As we sit now on a log in Bolinas Park, conversationally flitting like fireflies escaping a real blaze, he tells me he recently moved, a stone’s throw from his old place (if you have a strong arm).
But when I first chatted with him, in his old Fairfax backyard a year ago, I ascertained he superimposes original thinking on familiar subjects. He’d created, for instance, a “peace is patriotic” pinball machine for the 2011 Marin County Fair.
His environmental focus seems ingrained, I decided — then and now.
He drives his car “as little as possible,” for example, opting to ride his bicycle.
And he fulminates: “We’ve got fracking here, Fukushima there, we’ve got Gulf Oil spills, we’ve got genetically modified organisms everywhere. I’m really, really distressed about the future.”
When he needs to escape, he puts on headphones and stares at stars. “I like solitude and my own space,” he tells me.
Outside his former home, he cherished his gardens and beehives. Inside, he surrounded himself with what others might call clutter.
I was particularly taken with his wife’s weaving-looms and their huge Buddha (“just your basic garage-sale find”). But Sierra is nothing if not eclectic, unattached to a single dogma. Miniature kitchen flags represented major religions plus Sufi, Gaia, Om, Native Americans.
Fascinating, too, were frames filled with photos of his mother and her shadow.
His art, forever scattered, falls into a pigeonhole of “whatever strikes me in the moment.”
While comforting, neither artwork nor protests are relaxing. So he unwinds by singing tenor in a barbershop quartet, and by playing dulcimer and guitar.
He’s a Drake High grad who attended two colleges and earned certification as an EMT, which he practiced for years. He’s proud he’s “been physically and vocally involved in the schools — Manor and White Hill — and my community for years.”
Sierra was born Lothar Norber George Salin in Marin General but toyed with his moniker ever since. He switched to Sierra, although he sometimes sports Shinybright now, because he adores the land “between Truckee and Whitney.”
Occasionally he uses Tunafish as a middle name. “People remember it,” he says.
His name-switches occasionally bring trouble — and First Amendment tilting at judicial windmills.
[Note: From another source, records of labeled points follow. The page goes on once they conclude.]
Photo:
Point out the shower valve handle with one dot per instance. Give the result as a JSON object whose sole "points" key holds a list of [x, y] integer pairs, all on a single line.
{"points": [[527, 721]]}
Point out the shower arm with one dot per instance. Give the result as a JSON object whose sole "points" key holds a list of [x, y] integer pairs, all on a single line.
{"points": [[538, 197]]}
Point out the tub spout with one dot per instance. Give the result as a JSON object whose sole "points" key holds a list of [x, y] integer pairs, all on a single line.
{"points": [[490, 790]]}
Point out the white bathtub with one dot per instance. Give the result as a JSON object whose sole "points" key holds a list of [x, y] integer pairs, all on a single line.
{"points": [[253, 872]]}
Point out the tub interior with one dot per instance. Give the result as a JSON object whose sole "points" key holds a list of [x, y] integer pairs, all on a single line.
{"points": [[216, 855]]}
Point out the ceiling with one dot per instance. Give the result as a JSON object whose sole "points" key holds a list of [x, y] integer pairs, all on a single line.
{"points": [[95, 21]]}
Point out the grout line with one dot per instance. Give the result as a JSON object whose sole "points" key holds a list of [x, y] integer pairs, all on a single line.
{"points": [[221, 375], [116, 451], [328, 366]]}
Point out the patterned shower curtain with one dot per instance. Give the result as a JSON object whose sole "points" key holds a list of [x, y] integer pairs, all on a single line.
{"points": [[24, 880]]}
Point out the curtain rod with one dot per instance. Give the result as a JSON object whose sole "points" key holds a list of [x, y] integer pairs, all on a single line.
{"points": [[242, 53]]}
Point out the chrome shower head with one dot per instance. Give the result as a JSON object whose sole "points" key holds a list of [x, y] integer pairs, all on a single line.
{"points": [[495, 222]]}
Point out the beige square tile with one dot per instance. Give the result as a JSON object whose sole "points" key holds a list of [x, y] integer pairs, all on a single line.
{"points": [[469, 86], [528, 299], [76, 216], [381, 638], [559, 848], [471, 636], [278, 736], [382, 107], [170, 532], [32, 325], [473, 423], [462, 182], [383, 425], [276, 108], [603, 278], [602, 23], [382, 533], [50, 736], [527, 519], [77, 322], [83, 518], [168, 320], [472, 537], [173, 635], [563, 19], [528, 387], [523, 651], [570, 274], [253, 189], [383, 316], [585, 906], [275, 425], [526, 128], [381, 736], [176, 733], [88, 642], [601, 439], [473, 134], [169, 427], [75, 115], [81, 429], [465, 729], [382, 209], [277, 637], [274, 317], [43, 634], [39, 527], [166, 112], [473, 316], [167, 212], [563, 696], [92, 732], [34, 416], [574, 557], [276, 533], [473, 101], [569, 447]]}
Such as a skirmish with El Dorado County traffic officials who cited him for using a pseudonym, “Love Heals.”
Ultimately, he was sentenced to 32 hours of community service.
He once signed checks “Bush Sucks!” — “out of frustration with the state of America and the world.” He acknowledges that was “a little confrontational.”
He once stood in front of Good Earth with a dried-out Christmas tree and sixty $2 bills he distributed while suggesting passersby “do something for someone else.” Many folks, suspicious, ignored him.
He once walked into a police station and said he wanted “to turn myself in because society is a menace to me.” “Scram,” they said.
When I asked, “How do we change the world?” he responded: “Love each other.”
It’s still obvious that the more he talks, the more I agree. Maybe I’m just a bit wacky, eclectic and playful, too.